An early test of the Bush administration’s commitment to promoting democracy in the Middle East is coming up, according to Washington Post columnist Jackson Diehl.
The appearance of Egyptian Foreign Minister Ahmed Aboul Gheit and intelligence chief Omar Suleiman in Washington this week should bring to a head a bold attempt by their country’s strongman, Hosni Mubarak, to neuter President Bush’s campaign for democracy in the Middle East within weeks of his inaugural address.
Mubarak’s brazen gambit was encapsulated by two events on successive days last week. On Tuesday he played host in Sharm el-Sheikh as Israeli Prime Minister Ariel Sharon and Palestinian President Mahmoud Abbas declared a cease-fire. On Wednesday his police in Cairo arrested the deputy leader of the new, liberal democratic Tomorrow political party and banned its newspaper from publishing its first issue — even though 10 days before the Bush administration had strongly objected to the arrest of the party’s chairman, Ayman Nour.
According to Diehl:
Some officials tell me that the Egyptians will get a cool, if not cold, reception in Washington and will be told that the jailing of Nour and his deputy, Moussa Mustafa, is unacceptable. Bush, one source said, is “furious” about the arrests.
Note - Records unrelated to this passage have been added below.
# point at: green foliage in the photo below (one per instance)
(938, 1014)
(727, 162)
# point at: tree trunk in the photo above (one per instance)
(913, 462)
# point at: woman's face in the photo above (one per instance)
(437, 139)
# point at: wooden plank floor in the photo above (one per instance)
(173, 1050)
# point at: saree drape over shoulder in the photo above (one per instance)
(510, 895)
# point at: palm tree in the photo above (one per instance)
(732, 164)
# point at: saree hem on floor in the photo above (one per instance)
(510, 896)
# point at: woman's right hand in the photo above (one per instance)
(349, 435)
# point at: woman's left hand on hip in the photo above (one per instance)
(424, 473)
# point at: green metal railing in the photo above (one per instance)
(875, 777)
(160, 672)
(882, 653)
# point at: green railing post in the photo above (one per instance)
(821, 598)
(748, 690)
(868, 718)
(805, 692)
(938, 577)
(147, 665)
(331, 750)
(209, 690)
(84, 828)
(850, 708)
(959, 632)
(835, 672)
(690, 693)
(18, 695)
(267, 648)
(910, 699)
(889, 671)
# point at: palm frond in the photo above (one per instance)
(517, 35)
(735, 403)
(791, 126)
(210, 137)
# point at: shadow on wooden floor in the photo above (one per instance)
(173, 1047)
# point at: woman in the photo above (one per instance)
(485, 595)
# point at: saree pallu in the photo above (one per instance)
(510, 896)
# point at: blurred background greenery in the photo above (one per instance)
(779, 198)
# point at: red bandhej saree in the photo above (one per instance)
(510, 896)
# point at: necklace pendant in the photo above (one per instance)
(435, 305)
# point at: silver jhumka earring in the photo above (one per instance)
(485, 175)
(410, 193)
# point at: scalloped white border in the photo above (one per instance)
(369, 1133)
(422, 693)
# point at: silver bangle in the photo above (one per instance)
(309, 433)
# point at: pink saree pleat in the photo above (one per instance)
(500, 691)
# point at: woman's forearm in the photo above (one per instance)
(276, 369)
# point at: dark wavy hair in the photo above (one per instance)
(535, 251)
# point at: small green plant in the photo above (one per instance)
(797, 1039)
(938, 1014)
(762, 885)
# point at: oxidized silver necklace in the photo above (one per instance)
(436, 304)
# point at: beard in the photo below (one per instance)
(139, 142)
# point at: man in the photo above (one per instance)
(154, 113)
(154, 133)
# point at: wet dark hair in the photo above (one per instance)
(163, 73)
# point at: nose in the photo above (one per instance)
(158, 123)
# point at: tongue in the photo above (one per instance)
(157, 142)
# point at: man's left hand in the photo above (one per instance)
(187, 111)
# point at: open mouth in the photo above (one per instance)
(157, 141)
A U.S. diplomatic letter has been drafted, but not yet dispatched, to other members of the Group of Eight industrial nations; it describes Mubarak’s political crackdown in harsh terms and suggests that G-8 participation in an early March meeting in Egypt with the Arab League should be reconsidered.
Other elements in the administration, including the U.S. Embassy in Cairo, are urging a more cautious approach to Mubarak.
[I]t argues that an overly aggressive U.S. reaction would play into the hands of Egyptian “hard-liners.” Such limp logic, of course, is exactly what the chief hard-liner — Mubarak — is counting on.
Let’s hope Mubarak’s envoys hear a reading of the riot act, for a change.